At the time, Pearce sought to add language to rules governing OCE and HEC that the entities “may not take any action that would deny any person any right or protection provided under the Constitution of the United States.”

Willens said that despite the rule change, “The House will hold its members to the highest ethical standards and OCE will continue to operate independently to provide public accountability to Congress” and that “The OCE will continue to take in complaints of wrongdoing from the public.”

Rep. Michelle Lujan Grisham, a Democrat representing the Albuquerque area, had also come under investigation by the OCE last year  because of a trip to Azerbaijan that was secretly paid for by an oil company run by the country.

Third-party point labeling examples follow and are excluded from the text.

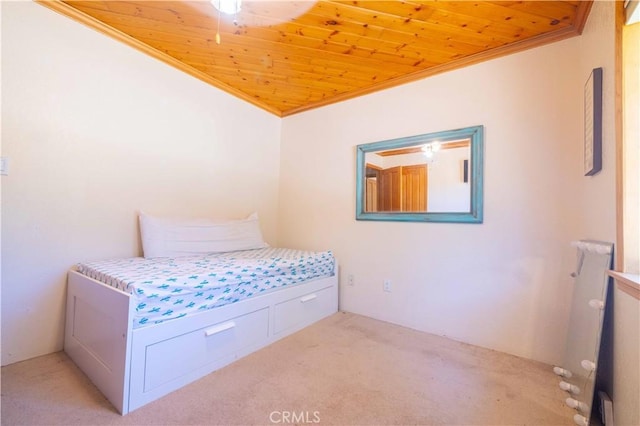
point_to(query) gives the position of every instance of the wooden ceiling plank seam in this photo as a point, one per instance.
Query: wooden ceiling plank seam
(464, 62)
(293, 77)
(64, 9)
(257, 45)
(123, 26)
(394, 22)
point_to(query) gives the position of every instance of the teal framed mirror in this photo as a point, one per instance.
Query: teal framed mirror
(435, 177)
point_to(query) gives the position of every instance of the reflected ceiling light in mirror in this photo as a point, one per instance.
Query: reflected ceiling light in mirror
(430, 149)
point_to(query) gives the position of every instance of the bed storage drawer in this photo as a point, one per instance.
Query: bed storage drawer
(303, 310)
(173, 358)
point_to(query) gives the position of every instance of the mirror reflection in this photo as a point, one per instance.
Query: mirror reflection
(433, 177)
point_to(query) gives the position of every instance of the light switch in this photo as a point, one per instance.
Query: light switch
(4, 166)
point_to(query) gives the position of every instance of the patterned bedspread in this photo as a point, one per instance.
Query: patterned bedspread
(169, 288)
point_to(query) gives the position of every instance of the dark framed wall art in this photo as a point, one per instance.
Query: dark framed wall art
(593, 123)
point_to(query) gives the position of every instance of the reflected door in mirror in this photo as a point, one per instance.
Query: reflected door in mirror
(433, 177)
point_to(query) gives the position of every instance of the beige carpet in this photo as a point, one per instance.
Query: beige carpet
(344, 370)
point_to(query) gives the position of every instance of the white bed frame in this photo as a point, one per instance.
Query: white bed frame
(133, 367)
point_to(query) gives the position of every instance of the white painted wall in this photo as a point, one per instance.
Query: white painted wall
(96, 131)
(503, 284)
(596, 198)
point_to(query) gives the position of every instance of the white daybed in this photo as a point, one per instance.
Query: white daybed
(134, 366)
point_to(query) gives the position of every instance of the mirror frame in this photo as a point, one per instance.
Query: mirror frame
(476, 136)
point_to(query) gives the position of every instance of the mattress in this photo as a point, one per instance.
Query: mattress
(170, 288)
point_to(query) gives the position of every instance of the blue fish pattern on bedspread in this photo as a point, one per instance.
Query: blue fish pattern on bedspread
(170, 288)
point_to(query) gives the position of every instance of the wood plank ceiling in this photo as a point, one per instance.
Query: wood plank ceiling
(287, 57)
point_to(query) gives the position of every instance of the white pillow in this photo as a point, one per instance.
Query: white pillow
(176, 237)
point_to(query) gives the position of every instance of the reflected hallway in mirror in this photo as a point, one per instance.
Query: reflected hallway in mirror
(435, 177)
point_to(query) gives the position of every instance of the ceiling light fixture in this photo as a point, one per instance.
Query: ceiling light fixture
(230, 7)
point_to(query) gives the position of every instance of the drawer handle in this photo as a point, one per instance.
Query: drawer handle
(308, 298)
(219, 328)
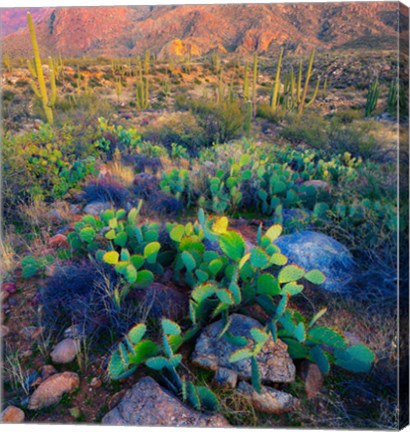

“The Office of Congressional Ethics concluded, as reported by the news media, that Rep. Lujan Grisham was led to believe the travel was sponsored by a non-profit organization, and not any other source. Rep. Lujan Grisham acted in good faith as she relied on the approval by House Ethics Committee,” Lujan Grisham spokesman Gilbert Gallegos told NM Political Report at the time.

The OCE was created in the wake of the Jack Abramoff scandal, where the lobbyist overbilled Native American casino interests by millions of dollars. U.S. Rep. Bob Ney, R-Ohio, pleaded guilty to charges related to the Abramoff scandal.

Democrats created the OPCE in 2008, when they were in control of the House.